Felicity Guest
Felicity transforms her decades of lived experience navigating the family court system into action. For over ten years, Felicity has guided and supported parents applying for child maintenance and protection orders. Her trauma-informed, victim-centric approach to corporate training is invaluable to companies intent on preventing abuse in the workplace and supporting employees experiencing family violence.
Felicity advocates for systemic change to laws and policies with the aim of economically uplifting vulnerable South Africans, particularly women and children, in the pursuit of gender equality.


Felicity’s Advocacy Journey
My journey began in 2010, when I asked for a divorce.
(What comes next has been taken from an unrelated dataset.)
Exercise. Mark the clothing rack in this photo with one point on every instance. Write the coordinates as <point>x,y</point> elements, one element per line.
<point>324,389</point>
I believed I was still in negotiations until I received an email with a final divorce decree. This fraudulent decree was eventually set aside in August 2011, and my legitimate divorce was finalised on my birthday in August 2012. But the battle did not end there.
I entered the maintenance system, and I’ve been navigating it ever since.
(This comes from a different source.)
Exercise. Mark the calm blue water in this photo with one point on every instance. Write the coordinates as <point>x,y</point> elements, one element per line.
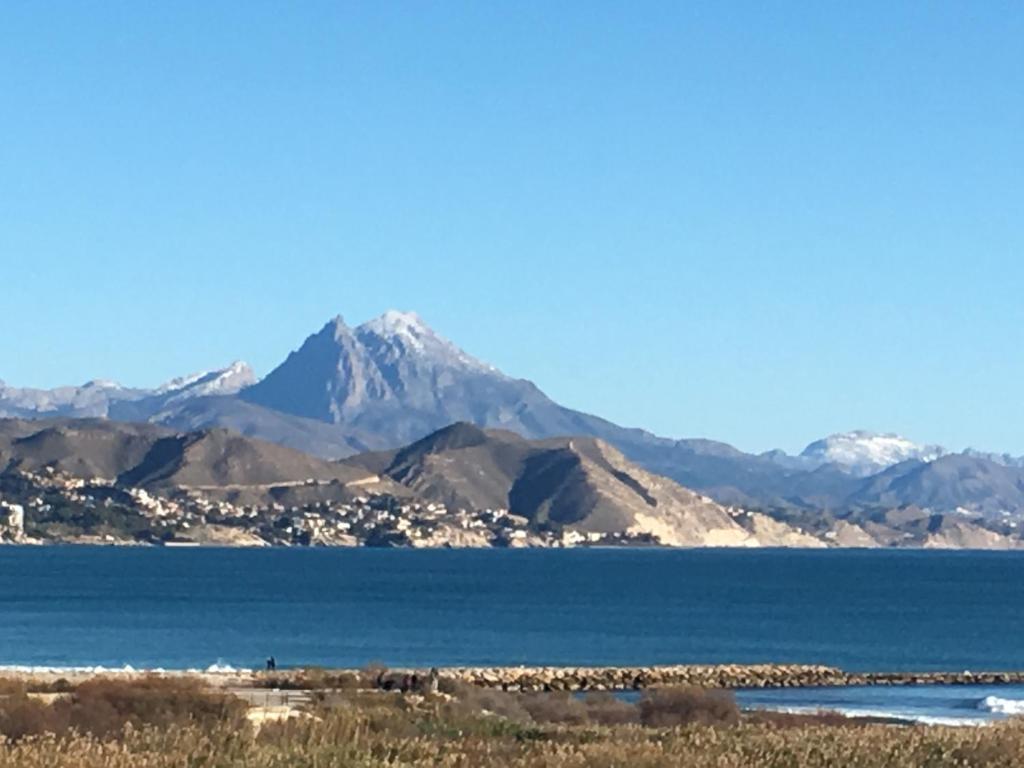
<point>192,607</point>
In 2011, after being told a fraudulent divorce was merely a “civil matter,” I went to the Pretoria North High Court. It was only after I threatened to chain myself to the fence that I secured a meeting with the then Deputy Judge President. That day, I made a promise: I would become a voice for women who are denied access to justice.
In 2014, out of frustration and desperation, I applied for a protection order for economic abuse to protect my adult neurodiverse child, who will need lifelong care. The experience exposed me to the devastating impacts of systemic ignorance and failures; harms that extend far beyond the immediate, trapping mothers and children in cycles of poverty and abuse.
In July 2014, I founded Child Maintenance Difficulties in South Africa (CMDSA). Through this work, I began to see the same systemic failures repeat across race, culture, religion, and socio-economic divide. Failures that harm not only individuals but also workplaces and society at large.
I came to understand that economic abuse is a violent tool. It is one of the main drivers of gender inequality, poverty, and gender-based violence in South Africa. Although our country has progressive legislation, its implementation and protection remain inadequate. The covert, non-physical forms of abuse — like economic and coercive control — are overlooked, leaving women and children especially vulnerable.
Working mothers, particularly single mothers, are often forced to choose between keeping their jobs and pursuing justice because the maintenance system drags on for years without resolution. This makes them vulnerable to exploitation and abuse in the workplace, compounding the injustice.